As you may have read, there was a humungous explosion at a Revolutionary Guards base outside Tehran over the weekend that is reported to have killed 17 soldiers and wounded 16. One of the dead was Brig. Gen. Hassan Moghaddam, identified by The New York Times as a "top commander in Iran's ballistic missile program." This explosion follows on the heels of three explosions in the Iranian energy sector at the end of October that may or may not be connected.
Michael Ledeen has an interesting piece up at Pajamas in which he analyzes this recent spate of explosions. He dismisses, first of all, the rampant theorizing "sucked from the thumbs of pundits who feel they must write quickly" that this is obviously the work of the Israelis or the Americans. In Ledeen's view, "the operation [this past weekend] was planned and carried out by Iranians from the opposition-that-does-not-exist."

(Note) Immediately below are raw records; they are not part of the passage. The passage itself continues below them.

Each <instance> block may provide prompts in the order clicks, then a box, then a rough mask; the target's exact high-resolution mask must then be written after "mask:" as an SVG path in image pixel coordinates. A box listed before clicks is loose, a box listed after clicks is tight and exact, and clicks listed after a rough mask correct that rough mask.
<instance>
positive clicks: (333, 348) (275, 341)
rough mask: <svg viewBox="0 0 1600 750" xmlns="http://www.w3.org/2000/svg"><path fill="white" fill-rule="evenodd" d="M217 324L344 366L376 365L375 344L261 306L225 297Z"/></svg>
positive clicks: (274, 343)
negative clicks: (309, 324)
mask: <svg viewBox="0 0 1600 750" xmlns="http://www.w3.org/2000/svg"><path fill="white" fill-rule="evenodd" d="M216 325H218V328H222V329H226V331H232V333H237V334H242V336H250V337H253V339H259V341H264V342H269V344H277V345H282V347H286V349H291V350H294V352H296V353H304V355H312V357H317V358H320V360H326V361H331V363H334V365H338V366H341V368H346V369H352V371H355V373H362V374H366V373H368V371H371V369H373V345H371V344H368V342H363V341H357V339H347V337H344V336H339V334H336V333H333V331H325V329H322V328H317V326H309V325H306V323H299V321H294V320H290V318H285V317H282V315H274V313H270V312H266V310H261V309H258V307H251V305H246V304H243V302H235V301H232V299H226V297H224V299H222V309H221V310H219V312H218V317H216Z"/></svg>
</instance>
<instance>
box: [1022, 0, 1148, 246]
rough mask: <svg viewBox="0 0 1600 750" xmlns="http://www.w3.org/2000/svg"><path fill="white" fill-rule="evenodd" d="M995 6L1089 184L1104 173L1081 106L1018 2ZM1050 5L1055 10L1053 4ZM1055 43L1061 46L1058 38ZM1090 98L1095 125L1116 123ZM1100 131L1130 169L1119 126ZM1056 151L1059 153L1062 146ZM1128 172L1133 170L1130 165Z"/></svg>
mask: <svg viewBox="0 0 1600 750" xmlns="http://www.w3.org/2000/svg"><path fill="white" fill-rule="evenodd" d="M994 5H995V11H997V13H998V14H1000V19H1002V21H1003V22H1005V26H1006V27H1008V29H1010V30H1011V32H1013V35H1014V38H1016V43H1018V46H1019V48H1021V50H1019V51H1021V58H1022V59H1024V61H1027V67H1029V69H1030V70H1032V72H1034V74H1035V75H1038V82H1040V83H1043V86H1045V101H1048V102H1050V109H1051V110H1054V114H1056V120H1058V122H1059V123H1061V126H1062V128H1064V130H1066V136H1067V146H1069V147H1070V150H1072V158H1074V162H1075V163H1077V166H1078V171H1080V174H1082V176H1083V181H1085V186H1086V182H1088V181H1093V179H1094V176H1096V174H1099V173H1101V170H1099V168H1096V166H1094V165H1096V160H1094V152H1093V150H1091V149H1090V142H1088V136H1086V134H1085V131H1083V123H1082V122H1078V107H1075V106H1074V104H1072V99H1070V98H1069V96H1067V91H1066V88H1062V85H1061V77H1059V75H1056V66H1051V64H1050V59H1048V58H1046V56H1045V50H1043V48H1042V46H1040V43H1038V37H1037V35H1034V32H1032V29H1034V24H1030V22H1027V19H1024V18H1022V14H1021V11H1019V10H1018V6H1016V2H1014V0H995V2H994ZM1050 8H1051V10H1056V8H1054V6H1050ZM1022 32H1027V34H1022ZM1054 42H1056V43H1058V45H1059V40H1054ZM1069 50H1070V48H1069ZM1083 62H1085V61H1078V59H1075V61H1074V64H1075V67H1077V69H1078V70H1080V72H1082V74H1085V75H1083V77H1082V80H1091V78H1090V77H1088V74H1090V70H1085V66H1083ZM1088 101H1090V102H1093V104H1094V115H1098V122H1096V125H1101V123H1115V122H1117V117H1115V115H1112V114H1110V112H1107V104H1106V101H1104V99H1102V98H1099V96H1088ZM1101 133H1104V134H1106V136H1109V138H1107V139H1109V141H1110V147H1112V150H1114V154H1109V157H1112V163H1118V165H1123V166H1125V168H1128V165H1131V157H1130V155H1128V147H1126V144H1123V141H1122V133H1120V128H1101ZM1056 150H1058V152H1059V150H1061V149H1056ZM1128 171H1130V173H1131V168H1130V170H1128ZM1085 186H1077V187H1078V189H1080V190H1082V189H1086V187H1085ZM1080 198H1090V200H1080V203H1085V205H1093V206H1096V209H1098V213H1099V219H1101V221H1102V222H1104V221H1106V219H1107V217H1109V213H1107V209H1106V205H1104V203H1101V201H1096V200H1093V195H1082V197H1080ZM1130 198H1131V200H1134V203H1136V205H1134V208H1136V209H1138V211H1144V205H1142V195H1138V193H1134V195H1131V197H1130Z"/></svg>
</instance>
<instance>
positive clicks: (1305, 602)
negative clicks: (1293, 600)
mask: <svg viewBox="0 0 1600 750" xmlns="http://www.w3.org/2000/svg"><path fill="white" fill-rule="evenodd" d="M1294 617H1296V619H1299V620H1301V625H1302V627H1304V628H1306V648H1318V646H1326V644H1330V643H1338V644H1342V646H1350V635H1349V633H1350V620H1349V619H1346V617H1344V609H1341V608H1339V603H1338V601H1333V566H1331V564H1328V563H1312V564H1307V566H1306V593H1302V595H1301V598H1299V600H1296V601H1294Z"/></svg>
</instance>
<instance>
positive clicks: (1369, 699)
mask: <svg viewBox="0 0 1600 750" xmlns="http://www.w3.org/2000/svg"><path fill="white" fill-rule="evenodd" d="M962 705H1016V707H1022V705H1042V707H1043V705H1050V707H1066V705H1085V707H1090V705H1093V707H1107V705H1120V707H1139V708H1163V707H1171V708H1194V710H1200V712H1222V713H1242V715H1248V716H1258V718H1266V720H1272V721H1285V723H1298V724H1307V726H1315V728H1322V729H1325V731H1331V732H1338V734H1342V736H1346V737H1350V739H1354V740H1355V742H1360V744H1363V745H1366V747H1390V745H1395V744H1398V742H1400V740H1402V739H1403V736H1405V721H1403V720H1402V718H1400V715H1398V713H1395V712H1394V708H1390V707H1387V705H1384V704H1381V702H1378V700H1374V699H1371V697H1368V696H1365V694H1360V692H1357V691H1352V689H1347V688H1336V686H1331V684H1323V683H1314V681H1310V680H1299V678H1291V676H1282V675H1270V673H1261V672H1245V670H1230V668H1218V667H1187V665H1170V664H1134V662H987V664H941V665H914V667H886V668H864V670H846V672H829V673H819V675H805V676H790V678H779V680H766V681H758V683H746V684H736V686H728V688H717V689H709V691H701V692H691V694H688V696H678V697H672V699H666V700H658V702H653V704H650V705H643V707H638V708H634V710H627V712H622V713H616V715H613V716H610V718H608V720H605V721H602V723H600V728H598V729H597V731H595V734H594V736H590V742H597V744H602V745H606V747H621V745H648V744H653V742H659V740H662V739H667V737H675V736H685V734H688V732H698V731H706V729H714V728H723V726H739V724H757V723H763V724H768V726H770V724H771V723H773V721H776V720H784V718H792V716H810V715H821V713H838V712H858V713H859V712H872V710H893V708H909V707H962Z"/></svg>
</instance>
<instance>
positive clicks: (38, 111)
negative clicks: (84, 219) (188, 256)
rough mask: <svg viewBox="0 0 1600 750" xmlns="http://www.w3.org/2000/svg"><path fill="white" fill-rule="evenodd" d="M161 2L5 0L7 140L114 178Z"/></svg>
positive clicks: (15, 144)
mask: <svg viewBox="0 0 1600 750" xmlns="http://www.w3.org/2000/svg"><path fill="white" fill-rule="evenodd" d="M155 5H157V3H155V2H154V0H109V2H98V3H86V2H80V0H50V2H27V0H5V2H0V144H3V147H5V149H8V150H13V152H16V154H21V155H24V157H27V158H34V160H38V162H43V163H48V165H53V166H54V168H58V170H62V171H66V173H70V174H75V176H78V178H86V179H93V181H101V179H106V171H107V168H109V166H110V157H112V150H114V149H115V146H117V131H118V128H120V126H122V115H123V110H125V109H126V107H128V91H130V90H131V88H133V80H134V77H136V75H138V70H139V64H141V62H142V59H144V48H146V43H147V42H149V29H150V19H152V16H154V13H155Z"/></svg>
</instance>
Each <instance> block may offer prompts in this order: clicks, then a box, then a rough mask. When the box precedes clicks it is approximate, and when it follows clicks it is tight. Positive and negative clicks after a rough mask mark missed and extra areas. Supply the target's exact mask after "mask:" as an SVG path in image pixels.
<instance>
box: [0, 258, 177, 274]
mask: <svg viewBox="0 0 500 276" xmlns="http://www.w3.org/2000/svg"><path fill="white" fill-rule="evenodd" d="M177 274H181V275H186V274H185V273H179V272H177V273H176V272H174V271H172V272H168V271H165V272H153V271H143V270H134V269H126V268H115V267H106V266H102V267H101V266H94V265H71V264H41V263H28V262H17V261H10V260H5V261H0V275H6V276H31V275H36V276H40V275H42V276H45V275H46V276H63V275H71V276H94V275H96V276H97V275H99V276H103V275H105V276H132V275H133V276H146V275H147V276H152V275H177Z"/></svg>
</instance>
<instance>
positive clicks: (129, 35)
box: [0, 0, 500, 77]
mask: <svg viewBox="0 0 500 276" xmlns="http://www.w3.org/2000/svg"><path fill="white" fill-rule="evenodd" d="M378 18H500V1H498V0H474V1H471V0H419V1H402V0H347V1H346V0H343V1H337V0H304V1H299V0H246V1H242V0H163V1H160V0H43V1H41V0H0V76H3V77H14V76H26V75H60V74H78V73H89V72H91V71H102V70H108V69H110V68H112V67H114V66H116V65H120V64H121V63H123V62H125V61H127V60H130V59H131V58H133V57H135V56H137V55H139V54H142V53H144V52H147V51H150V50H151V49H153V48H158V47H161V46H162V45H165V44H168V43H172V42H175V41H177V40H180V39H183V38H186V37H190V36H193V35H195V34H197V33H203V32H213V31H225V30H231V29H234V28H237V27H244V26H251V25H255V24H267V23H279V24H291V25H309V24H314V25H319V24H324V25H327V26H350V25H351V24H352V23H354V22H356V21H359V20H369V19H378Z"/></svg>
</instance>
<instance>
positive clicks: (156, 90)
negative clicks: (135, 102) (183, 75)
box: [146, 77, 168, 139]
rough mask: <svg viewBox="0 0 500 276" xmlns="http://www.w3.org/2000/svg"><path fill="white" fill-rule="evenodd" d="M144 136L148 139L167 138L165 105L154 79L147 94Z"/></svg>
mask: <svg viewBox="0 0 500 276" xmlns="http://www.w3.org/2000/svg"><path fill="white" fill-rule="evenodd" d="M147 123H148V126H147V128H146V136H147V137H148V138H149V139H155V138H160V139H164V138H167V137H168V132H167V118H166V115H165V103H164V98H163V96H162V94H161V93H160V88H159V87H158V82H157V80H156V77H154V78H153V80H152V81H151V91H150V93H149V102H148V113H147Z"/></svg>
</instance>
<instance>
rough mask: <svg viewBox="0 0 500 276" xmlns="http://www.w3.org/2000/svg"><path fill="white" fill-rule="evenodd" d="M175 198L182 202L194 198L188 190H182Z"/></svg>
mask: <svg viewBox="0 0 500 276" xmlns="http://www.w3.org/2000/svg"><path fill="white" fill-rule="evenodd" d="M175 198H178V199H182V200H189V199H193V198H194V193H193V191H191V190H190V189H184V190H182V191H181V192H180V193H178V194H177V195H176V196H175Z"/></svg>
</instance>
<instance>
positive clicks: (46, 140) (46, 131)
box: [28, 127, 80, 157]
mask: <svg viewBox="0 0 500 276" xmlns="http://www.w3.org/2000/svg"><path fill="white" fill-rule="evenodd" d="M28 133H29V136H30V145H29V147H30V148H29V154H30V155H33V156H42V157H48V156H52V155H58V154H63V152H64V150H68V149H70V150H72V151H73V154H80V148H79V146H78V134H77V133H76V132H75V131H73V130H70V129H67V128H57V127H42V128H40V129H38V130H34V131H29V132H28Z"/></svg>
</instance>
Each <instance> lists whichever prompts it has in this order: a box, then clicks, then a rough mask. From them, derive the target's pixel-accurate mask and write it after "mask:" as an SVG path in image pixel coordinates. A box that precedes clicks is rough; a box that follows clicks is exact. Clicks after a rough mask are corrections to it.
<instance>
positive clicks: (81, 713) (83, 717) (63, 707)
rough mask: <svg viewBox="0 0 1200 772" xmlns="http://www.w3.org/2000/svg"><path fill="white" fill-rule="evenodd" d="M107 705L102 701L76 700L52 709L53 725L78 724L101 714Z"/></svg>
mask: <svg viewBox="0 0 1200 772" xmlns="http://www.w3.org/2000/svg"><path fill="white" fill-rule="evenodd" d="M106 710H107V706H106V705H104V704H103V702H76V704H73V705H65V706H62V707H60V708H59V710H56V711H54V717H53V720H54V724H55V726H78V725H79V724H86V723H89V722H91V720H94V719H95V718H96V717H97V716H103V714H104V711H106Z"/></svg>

He notes that the whopper explosion was actually several. According to his sources,
- There were two explosions at the RG base at Bidganeh, one smaller, the other very large;
- At almost the same time, there was an explosion at another military base in the west, in Luristan. The explosions seem to have been coordinated;
- The area around Bigdaneh is a military zone, with various facilities including two air fields, thus questions like “was it a munitions depot or a missile base?” are best answered “yes. both.”
According to Ledeen, these most recent explosions indicate that at long last, the Green Movement has turned away from its policy of non-violence and is taking on the mullahs in a language they understand. The mullahs seem to be listening: Ledeen cites an unsubstantiated report that two leaders of the Green Movement, Mir Hossein Mousavi and Mehdi Karroubi, have been plucked from house arrest and spirited away, presumably as hostages to restrain the Greens from taking further violent action:
This bespeaks a high level of anxiety within the regime, suggesting that they feared an all-out assault was under way...Whether or not the rumor is true, its existence suggests that Khamenei et. al. take a more serious view of the opposition than some of our own expert analysts.
Now, even The New York Times has called President Obama's response to the IAEA's recent report detailing evidence of Iran's push to construct a nuclear warhead "strikingly muted." Tantalizing as this potential new development is, the odds of Obama taking the opportunity to push for assistance to the Greens (and thereby erase the memory of his obliviousness to their cause in 2009) remain slim to nil. If there is to be any stepped-up Western support for the Greens, it is more likely to come from France than the US.